As the summer months roll by with little pomp and few circumstances a few fellows of the season have taken care to stop by. Heat, boredom, and sloth have all made there way through my doors on multiplicitous occasions, but by far the most talkative visiter has been Loneliness. I say talkative because it has not necessarily been the longest staid of the lot, but rather it has drawn my attention and rumiment to it with greatest proficiency, opening a sort of discourse in my mind. It is the strange aspect of the season that it is the time most craved by work-burdened youth, yet upon its attainment often falls into the dread clutches of solitarity. I remember in my past between sessions of camp and burbling activity the taught silence of oppressive singularity.
Somehow never enough free time can be filled with good company, other than, perhapse, with a friend or lover of particular dedication.

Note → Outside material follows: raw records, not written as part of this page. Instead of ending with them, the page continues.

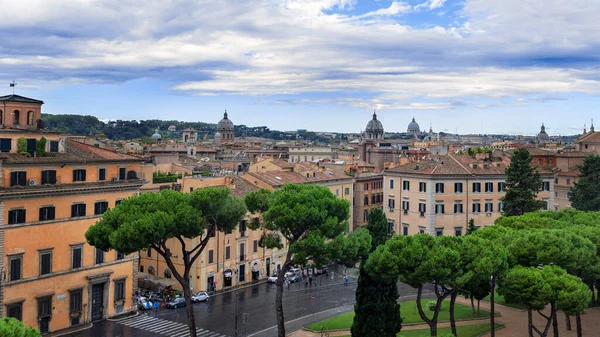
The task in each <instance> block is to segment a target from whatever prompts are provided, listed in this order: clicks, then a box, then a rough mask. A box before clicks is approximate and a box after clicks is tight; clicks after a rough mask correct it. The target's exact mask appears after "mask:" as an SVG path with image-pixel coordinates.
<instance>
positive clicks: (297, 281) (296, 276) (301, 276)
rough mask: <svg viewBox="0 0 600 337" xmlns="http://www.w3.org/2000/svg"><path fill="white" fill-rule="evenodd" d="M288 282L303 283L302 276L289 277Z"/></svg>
mask: <svg viewBox="0 0 600 337" xmlns="http://www.w3.org/2000/svg"><path fill="white" fill-rule="evenodd" d="M288 280H289V281H290V283H296V282H300V281H302V276H300V275H298V274H294V275H292V276H290V277H288Z"/></svg>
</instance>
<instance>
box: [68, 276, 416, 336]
mask: <svg viewBox="0 0 600 337" xmlns="http://www.w3.org/2000/svg"><path fill="white" fill-rule="evenodd" d="M319 283H320V284H319V285H316V286H312V287H308V288H305V285H304V284H303V283H296V284H292V285H291V286H290V289H287V287H286V288H284V300H283V308H284V315H285V321H286V324H287V322H296V325H298V328H299V327H301V325H303V324H309V323H311V322H314V321H318V320H321V319H324V318H326V317H330V316H334V315H336V314H337V312H344V311H349V310H351V308H352V307H351V306H352V305H353V304H354V293H355V290H356V279H353V278H351V279H350V283H348V284H344V283H343V280H342V276H341V274H339V273H335V274H334V279H333V280H332V279H331V278H330V277H328V278H327V279H325V278H320V280H319ZM275 291H276V289H275V285H274V284H267V283H263V284H257V285H255V286H251V287H248V288H244V289H239V290H237V296H236V291H233V292H228V293H222V294H217V295H214V296H212V297H211V298H210V299H209V301H207V302H204V303H197V304H194V313H195V318H196V325H197V327H198V332H199V336H202V337H221V336H234V332H235V319H236V317H235V316H236V314H235V313H236V306H237V312H238V336H240V337H241V336H250V335H254V336H257V337H262V336H274V335H275V330H273V329H272V328H273V327H275V325H276V324H277V323H276V317H275ZM399 292H400V295H401V296H407V295H414V294H415V293H416V292H415V290H414V289H412V288H410V287H409V286H406V285H404V284H399ZM236 297H237V305H236ZM313 297H314V299H313ZM243 313H247V317H248V320H247V323H244V322H243V319H242V317H243ZM315 314H316V315H315ZM186 322H187V316H186V312H185V308H178V309H161V310H159V311H148V312H140V314H139V315H137V316H135V317H129V318H125V319H122V320H119V321H108V320H106V321H101V322H97V323H94V326H93V327H92V328H90V329H87V330H83V331H79V332H75V333H71V334H68V335H65V336H67V337H155V336H156V337H158V336H176V337H180V336H181V337H185V336H189V331H187V330H186V327H187V325H186ZM288 329H289V328H288ZM291 331H292V330H290V332H291Z"/></svg>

That particular thought is what draws my mind most, the need not only to be with some people, but to be with someONE. I have no, nor have I had, a singular focus of my complete attentions, lest not one fully embraced. Partnership, in all its glorious forms, eludes me. The realization of this gap in my satisfaction prevents me from lying happily alone among my own activities, yet struggles in awkward equilibrium with the equally inhibitory aspect of social self-deprivation. To be shy is the curse of doubt, and one which can grate away even the most resolute of singular motivations. Having but few friends in my home town, and even those somewhat estranged, I have few paths toward a broadening social horizon.
My problem is, quite simply, never knowing where to start. I begin doubting the value of any effort towards meeting people long before I ever consciously consider it. “What do I have to say, anyway?” “What if they are completely different from you?” “What if they ignore you?” “What if they pay attention to you?” “Why even try,” the questions are like a pelting hailstorm obscuring my view of the branching social road ahead, leading me to always tread the path made for one, rather than venturing into the winding paths of possibility. I fear awkwardnes with those I do not know, and as such I instinctively avoid it. The other half of the problem is equally simple yet daunting, I have no idea where to go to meet people like myself. I simply fall upon the conclusion that they are all probably either cooped up in their room, cuddling with their laptops like myself, or out somewhere with a group of friends that would easily scare me off from any interaction.
My insecurity holds me down and tightens the straps of excuse and procrastination even as I type these words: oh world, where have all the extroverts gone? If I can find that out, then perhapse they will introduce me to their friends.